Das Highlight des Stückes bilden auf jeden Fall die Kugeln. Sage und schreibe 18 verschiedene Kugeln hat man hier insgesamt gezählt und sie sind alle beweglich! Auf der äußeren Seite sind Berg- und Wasserlandschaften, Pavillons und Figuren im Hochrelief ausgeführt. Die Innenseite weist durchbrochene Bildmuster auf. 

Aufgrund der Schnitztechnik und des Stils geht man davon aus, dass das Exponat von den Guangdong-Elfenbeinschnitzern aus der zweiten Hälfte der Qing-Ära hergestellt wurde. In dieser Zeit nannte man sie in Peking aufgrund der präzisen und beeindruckenden Ausführung „das Werk himmlischer Wesen“. Die Fähigkeiten, mit denen die Kugeln geschnitzt wurden, überstiegen an der Hof-Werkstatt des Kaisers schlicht die menschliche Vorstellungskraft.

Die Handwerker führten untereinander eine Art Wettbewerb, wem die anspruchsvolleren, raffinierteren Arbeiten gelingen würden. Die Elfenbeinkugeln sind so virtuos gearbeitet, dass sie aus einem einzigen Stück Elfenbein geschnitzt sind. In die Oberfläche bohrte der Kunsthandwerker 14 Löcher bis in die Mitte der Kugel. Jede Kugel hat denselben Mittelpunkt und kann frei für sich rotieren. Jede Schicht ist mit Mustern übersäht und mit feinsten Figuren und Formen dekoriert – eine wahnsinnige Meisterleistung und Virtuosität.
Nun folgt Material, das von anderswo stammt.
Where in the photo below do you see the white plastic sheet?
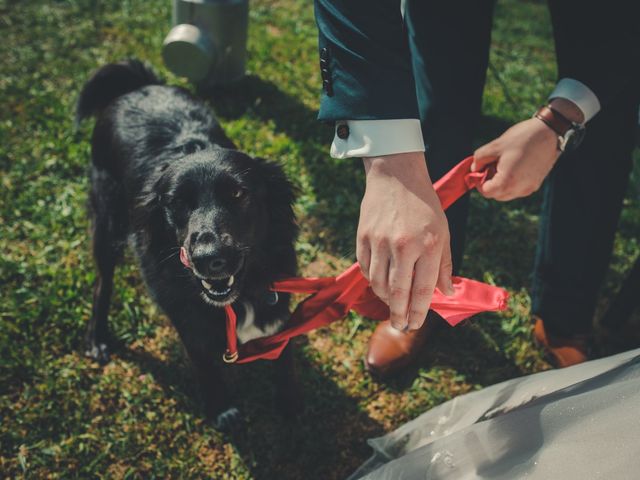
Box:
[349,349,640,480]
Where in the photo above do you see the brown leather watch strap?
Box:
[534,105,573,137]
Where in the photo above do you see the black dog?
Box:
[77,60,299,428]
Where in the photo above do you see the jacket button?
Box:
[322,78,333,97]
[336,123,349,140]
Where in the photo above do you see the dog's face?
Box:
[149,149,292,307]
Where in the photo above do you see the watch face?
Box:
[564,125,585,151]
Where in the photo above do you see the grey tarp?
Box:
[350,349,640,480]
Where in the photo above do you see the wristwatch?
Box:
[533,105,585,152]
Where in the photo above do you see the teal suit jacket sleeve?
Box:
[315,0,420,121]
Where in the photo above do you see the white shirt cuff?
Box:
[331,118,424,158]
[549,78,600,123]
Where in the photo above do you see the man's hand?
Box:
[471,98,584,201]
[356,152,454,330]
[471,118,560,201]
Doch zum Schluss möchte ich noch kurz etwas zu Elfenbein sagen. Während wir die Schönheit und Handwerkskunst der Exponate aus Elfenbein bewundern, sollten wir nicht die Tiere vergessen, von deren Hörnern dieses Material stammt. Die hohe Nachfrage an Elefantenstoßzähnen und Nashorn-Hörnern hat bereits zu starken Verlusten bis hin zur Ausrottung bestimmter Tierarten geführt. Immer wieder ignorieren Wilderer den Artenschutz, um Profit aus den getöteten Tieren zu schlagen. Objekte aus Elfenbein, wie jenes, welches wir uns heute ansehen, gehören also ausschließlich ins Museum und niemals als Trophäe oder Ähnliches in irgendein Wohnzimmer. Zurecht ist nach dem Washingtoner Artenschutzübereinkommen der Vereinten Nationen der Handel mit Elfenbein nur eingeschränkt möglich. Gehandelt werden darf ausschließlich mit Antiquitäten, die vor 1947 hergestellt wurden, niemals mit Neuware, damit dieses ausbeuterische Geschäft nicht weiter praktiziert wird.

Mit diesen nachdenklichen Worten endet unsere 15. Folge des „Kleinen Museumsbesuchs“. In der nächsten Folge wird es um ein prunkvoll gestaltetes Tier aus Bronze gehen, das einst als Weingefäß diente.